✍️ Editor’s Note:
Zalman is my therapist—and my secret weapon.
When I was unraveling, he didn’t just offer support. He helped me see the patterns running my life and gave me language sharp enough to cut through them.
His insights show up everywhere in Permission to Be Powerful—because they changed me. Now I want them to reach you.
This is your introduction to Zalman, LCSW. You’ll be hearing more from him.
—Anton
Dear Permission to be Powerful Reader,
It might sound strange to say this…
But I appreciate red flags.
Not because I enjoy watching anyone struggle — far from it.
But because red flags are powerful tools.
And when you know how to read them, they stop being threats… and start becoming guides.
As a therapist, I work with a lot of people navigating the shift from dating into relationships — and from chaos into clarity. In that process, red flags are essential.
They mark the moment when healing becomes possible.
⚖️ The Shift From Victim to Empowered
One of the most important pivots in therapy is the move from feeling powerless to taking ownership.
When you start asking not “Why does this always happen to me?”
But instead, “What is this showing me about myself?”
That’s when transformation begins.
Red flags — those gut feelings, those awkward moments, those subtle warning signs — are invitations to investigate, not indictments to flee from blindly.

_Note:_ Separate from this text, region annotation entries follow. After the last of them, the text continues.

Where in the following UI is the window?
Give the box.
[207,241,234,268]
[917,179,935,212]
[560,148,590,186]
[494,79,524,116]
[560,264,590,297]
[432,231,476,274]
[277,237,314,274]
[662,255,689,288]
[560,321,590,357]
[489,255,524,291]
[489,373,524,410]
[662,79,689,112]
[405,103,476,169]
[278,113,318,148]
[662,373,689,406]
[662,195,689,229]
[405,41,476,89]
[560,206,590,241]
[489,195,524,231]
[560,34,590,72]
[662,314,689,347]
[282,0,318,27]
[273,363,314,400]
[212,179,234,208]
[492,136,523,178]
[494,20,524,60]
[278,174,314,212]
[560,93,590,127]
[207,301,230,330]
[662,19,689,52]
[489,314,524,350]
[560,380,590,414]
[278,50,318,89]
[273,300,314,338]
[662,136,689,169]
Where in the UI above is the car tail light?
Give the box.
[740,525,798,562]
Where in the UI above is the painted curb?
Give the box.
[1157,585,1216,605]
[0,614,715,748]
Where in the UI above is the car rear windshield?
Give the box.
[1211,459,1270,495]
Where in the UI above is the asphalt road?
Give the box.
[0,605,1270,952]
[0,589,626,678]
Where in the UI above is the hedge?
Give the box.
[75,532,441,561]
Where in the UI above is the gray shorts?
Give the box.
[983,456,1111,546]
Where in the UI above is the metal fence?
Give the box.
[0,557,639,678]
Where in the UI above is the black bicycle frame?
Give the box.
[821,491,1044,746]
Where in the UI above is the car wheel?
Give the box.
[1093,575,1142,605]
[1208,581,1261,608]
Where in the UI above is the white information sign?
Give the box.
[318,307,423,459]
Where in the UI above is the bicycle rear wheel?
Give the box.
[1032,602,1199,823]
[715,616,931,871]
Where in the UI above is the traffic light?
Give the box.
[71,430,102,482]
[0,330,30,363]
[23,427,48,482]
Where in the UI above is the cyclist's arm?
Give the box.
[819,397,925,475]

💬 “Why Do I Keep Attracting the Same Type?”
I hear this all the time:
“Why do I keep dating the same type of person?”
“Why do I ignore red flags until it’s too late?”
“Are there any good guys/girls out there?”
What’s really being asked underneath is this:
“Why do I keep finding myself in the same emotional place over and over again?”
Here’s the answer: because you’re not just dating people — you’re dating patterns.
And those patterns come from within.
🧭 Red Flags = Self-Awareness Tools
Forget the clickbait lists of “10 Red Flags to Watch For.”
That’s helpful as a start — but not the whole story.
What you need to ask is:
What feels off to me in this interaction?
What part of me is reacting right now — my adult self or my inner child?
What does this moment remind me of?
These are the questions that shift red flags from fear to feedback.
Because the most important red flags aren’t about the other person.
They’re about your reaction to the other person.
🧠 Empowerment Means Looking Inward
Here’s what I teach clients every day:
Your job isn’t to avoid red flags.
Your job is to understand what they’re pointing you toward inside yourself.
That’s where the gold is. That’s where the healing begins.
Red flags are like emotional flares — they illuminate where your boundaries are weak, where your validation is outsourced, and where your past still echoes.
When you turn toward them, rather than away, you grow.
💥 From Reaction to Reflection
The big moment of healing isn’t when you finally dodge a toxic person.
It’s when you ask:
What drew me in?
What did this person trigger in me?
What unmet need was I chasing through them?
Because healing isn’t just about avoiding pain.
It’s about understanding it, so you don’t need to attract it anymore.
💬 Final Thought
Red flags aren’t here to hurt you.
They’re here to wake you up.
To show you where you still have work to do.
To help you spot your own patterns.
To guide you back into relationship with your self — where the real power lives.
So the next time you see a red flag? Don’t run.
Pause. Reflect. Listen.
Because that’s not just danger ahead.
It might be your next doorway to freedom.